The challenge he faces is that he’s competing for that space against the obvious king of that domain: former vice president Mike Pence. The past two years have been fascinating to watch in the way it’s fascinating to watch a cat try to get its head unstuck from a tissue box. Sure, Trump shrugged when people wanted to hang Pence, but the administration did some good stuff!
Pence, too, had a book in which he tried to navigate these particular rapids, but most of the interviews came down to questions about whether he really didn’t care that Trump threw him to the wolves. Pence’s responses have usually been something like “it wasn’t ideal, but.”
There is a group of potential candidates who have been far more critical, often incessantly. This is the pool of potential candidates who see a path to the nomination (or at least past Trump) by being openly and directly hostile to him and his presidency. This is the terrain of former Wyoming congresswoman Liz Cheney, of former national security adviser John Bolton, of former New Jersey and current New Hampshire governors Chris Christie and Chris Sununu.
We barely need to articulate examples here; because direct criticism of Trump is so rare for Republicans, their attacks get a lot of attention. (They certainly didn’t hurt when Christie was trying to sell his book.) Whether this is a viable way to consolidate support among an electorate that twice made Trump their nominee remains to be seen.
Now we come to DeSantis — and, for that matter, Virginia Gov. Glenn Youngkin. Each has an advantage that many of the other possible 2024 contenders don’t: They have elected executive positions from which they can make their case to the GOP electorate.
DeSantis, of course, has been very energetic about this, using his position as a way to differentiate himself from Trump without deigning to mention Trump by name. The former president, seeing poll numbers that show DeSantis at his heels, has been eager to engage the Florida governor in a fight. When DeSantis endorsed a Senate candidate in Colorado opposed by Trump, the former president quickly lashed out. (This was the brief “Ron DeSanctimonious” era.) That faded.
Youngkin’s approach is a bit different. He won election in blue-state Virginia thanks both to a favorable 2021 climate and a successful effort to blend a broadly moderate persona with specific appeals to the hard-right voting bloc. Trump’s tried to engage him in battle as well; Youngkin has brushed it off.
So far, this approach has worked well for DeSantis, who occupies a space that was unfilled in 2016: joining Trump in a two-person top tier.
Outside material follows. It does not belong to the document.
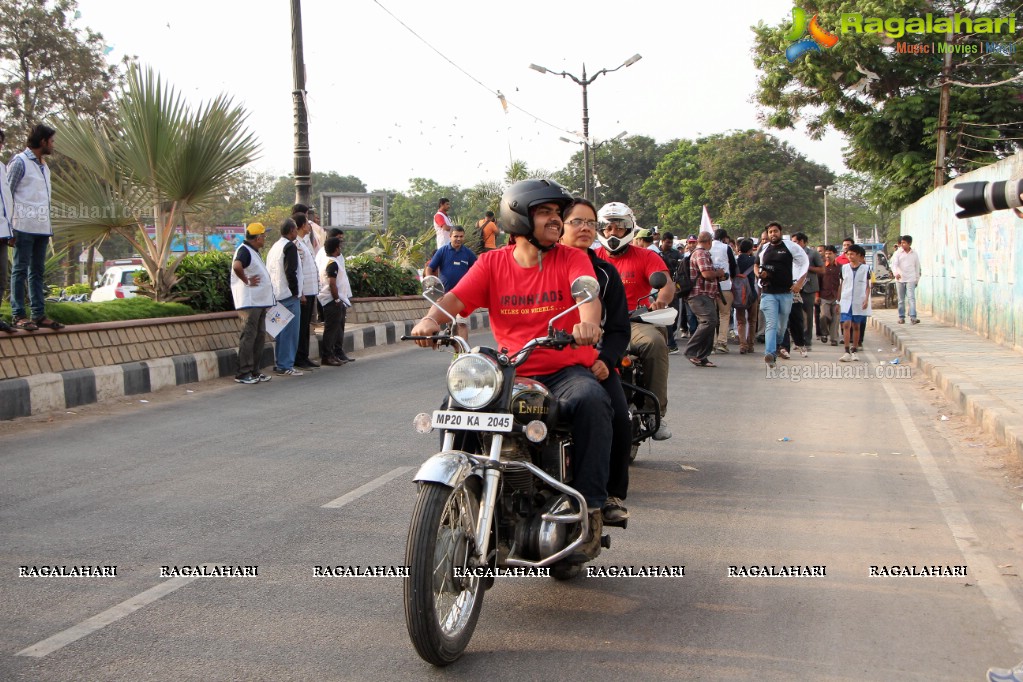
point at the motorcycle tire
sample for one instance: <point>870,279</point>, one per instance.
<point>565,571</point>
<point>441,610</point>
It’s early and things can change — but a sitting governor can set a political agenda in a way that outside candidates can’t that seems useful in the moment.
That things can change is an important consideration here, of course. These categories are not hard-and-fast, nor are their representative examples. Noem could suddenly pivot to a hard Trump opponent; DeSantis could start making a play for Trump’s approval. We shall see.
For now, though, a number of potential candidates are making very different bets on what will work in 2024. Only one of them will prove right — and it may well be Trump.